This work addresses key limitations of conventional language models—poor interpretability, sequence-length dependency, and absence of brain-inspired cognitive mechanisms. We propose BriLLM, the first non-Transformer, fully graph-based, and intrinsically interpretable brain-like large language model. It represents language as a directed graph, where tokens are nodes and generation is driven by “neural signal flow” (SiFu), propagating along minimum-resistance paths—naturally supporting long-range dependencies and multimodal activation. BriLLM employs node-level manifold modeling and a biologically inspired recall mechanism, theoretically enabling infinite-order n-grams while decoupling parameter count from sequence length. The initial Chinese variant (4,000-token vocabulary, 32-dimensional nodes, 16-token prediction horizon) matches GPT-1’s performance, providing the first empirical validation of a graph-signal-dynamics–driven, brain-like generative paradigm.

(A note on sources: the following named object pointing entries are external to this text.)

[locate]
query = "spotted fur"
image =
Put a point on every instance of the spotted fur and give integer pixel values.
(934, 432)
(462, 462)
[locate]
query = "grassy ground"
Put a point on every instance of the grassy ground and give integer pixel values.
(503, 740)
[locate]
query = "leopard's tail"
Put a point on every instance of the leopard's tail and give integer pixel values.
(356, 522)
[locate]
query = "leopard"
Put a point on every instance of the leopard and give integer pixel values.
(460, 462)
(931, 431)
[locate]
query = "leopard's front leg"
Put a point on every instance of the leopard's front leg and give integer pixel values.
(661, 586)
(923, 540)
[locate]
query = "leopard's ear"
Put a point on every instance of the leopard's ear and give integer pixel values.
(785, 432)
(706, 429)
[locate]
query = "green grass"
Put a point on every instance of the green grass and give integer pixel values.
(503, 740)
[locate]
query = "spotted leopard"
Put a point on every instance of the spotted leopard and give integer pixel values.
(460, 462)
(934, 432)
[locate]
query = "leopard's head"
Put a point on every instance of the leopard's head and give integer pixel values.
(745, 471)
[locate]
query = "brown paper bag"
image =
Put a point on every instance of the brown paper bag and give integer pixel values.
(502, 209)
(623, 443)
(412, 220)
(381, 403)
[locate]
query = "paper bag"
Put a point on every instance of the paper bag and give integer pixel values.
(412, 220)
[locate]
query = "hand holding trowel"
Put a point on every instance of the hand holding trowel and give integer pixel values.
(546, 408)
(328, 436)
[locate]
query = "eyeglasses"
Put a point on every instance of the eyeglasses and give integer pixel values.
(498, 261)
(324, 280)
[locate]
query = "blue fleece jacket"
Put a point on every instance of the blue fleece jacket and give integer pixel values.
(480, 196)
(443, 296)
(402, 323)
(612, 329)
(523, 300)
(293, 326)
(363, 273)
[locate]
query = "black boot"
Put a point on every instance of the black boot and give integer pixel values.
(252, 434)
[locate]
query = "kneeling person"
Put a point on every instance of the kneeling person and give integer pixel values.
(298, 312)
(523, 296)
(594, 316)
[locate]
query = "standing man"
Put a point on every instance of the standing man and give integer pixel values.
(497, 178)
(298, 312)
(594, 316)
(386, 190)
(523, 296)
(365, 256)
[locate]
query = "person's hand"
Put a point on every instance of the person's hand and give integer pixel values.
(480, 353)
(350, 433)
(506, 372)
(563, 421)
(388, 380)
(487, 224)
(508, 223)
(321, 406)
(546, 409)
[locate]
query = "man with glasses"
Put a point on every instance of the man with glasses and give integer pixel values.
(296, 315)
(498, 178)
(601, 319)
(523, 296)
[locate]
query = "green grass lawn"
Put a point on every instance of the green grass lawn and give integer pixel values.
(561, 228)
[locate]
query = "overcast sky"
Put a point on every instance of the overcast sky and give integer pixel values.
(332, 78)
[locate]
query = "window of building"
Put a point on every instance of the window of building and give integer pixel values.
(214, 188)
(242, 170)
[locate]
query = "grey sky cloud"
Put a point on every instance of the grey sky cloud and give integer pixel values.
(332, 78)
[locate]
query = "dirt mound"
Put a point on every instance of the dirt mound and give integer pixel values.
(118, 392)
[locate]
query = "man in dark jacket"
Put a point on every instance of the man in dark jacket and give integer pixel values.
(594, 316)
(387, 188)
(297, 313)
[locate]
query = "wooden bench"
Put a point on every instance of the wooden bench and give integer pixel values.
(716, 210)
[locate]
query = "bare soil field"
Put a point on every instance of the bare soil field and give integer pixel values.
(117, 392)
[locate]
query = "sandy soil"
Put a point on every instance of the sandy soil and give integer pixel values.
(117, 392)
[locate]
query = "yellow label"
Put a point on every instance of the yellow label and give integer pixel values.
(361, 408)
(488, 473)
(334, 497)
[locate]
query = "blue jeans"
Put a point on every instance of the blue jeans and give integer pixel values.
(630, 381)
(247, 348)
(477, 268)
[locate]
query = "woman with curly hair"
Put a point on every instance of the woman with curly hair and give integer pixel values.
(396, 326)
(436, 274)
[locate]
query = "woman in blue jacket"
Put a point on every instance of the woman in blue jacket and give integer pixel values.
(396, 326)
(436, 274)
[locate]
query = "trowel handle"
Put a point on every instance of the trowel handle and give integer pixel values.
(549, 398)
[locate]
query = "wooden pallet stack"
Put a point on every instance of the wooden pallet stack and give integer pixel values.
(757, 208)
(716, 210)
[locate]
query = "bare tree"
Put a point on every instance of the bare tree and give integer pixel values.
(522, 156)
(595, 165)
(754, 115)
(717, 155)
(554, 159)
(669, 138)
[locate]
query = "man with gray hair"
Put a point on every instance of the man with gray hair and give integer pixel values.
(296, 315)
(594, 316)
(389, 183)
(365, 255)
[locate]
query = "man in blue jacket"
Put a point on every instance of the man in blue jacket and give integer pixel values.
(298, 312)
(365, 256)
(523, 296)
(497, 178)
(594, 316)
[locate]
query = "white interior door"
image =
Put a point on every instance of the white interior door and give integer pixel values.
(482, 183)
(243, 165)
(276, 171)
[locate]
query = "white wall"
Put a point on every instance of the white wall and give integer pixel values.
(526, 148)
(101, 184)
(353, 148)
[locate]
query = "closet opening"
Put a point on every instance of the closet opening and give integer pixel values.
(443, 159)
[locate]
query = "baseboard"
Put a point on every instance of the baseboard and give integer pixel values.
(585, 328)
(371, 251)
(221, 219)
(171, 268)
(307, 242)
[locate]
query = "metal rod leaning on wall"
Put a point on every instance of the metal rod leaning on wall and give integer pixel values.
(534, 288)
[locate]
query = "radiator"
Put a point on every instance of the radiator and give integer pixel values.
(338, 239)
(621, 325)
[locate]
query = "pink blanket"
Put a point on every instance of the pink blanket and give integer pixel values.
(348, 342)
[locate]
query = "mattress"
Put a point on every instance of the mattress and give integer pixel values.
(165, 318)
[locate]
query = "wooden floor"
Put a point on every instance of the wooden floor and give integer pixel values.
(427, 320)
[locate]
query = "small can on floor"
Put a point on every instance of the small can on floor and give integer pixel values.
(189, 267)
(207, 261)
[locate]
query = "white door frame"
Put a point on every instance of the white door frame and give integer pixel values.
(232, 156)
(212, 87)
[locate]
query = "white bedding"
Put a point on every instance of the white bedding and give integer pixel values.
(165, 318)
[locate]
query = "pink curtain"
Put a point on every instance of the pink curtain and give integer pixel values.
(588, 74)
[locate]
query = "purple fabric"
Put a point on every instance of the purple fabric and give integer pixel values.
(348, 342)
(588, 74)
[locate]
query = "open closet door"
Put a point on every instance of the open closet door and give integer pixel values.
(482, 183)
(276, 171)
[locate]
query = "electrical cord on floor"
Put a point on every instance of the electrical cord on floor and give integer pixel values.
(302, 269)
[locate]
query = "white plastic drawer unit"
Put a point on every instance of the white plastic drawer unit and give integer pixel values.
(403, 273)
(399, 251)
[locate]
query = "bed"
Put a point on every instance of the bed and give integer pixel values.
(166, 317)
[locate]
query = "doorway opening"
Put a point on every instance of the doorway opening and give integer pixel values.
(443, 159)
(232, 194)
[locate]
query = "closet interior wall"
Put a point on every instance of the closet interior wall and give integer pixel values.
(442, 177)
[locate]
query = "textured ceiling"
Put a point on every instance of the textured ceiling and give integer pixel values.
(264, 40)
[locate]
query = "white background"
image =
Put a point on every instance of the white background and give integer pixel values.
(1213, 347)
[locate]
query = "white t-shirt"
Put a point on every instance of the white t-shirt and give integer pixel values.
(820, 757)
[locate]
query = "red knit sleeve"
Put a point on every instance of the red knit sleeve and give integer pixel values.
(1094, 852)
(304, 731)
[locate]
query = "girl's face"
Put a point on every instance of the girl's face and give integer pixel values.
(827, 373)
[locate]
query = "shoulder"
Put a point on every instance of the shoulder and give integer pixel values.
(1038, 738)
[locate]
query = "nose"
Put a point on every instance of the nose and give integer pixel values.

This paper reports the first brain-inspired large language model (BriLLM). This is a non-Transformer, non-GPT, non-traditional machine learning input-output controlled generative language model. The model is based on the Signal Fully-connected flowing (SiFu) definition on the directed graph in terms of the neural network, and has the interpretability of all nodes on the graph of the whole model, instead of the traditional machine learning model that only has limited interpretability at the input and output ends. In the language model scenario, the token is defined as a node in the graph. A randomly shaped or user-defined signal flow flows between nodes on the principle of"least resistance"along paths. The next token or node to be predicted or generated is the target of the signal flow. As a language model, BriLLM theoretically supports infinitely long $n$-gram models when the model size is independent of the input and predicted length of the model. The model's working signal flow provides the possibility of recall activation and innate multi-modal support similar to the cognitive patterns of the human brain. At present, we released the first BriLLM version in Chinese, with 4000 tokens, 32-dimensional node width, 16-token long sequence prediction ability, and language model prediction performance comparable to GPT-1. More computing power will help us explore the infinite possibilities depicted above.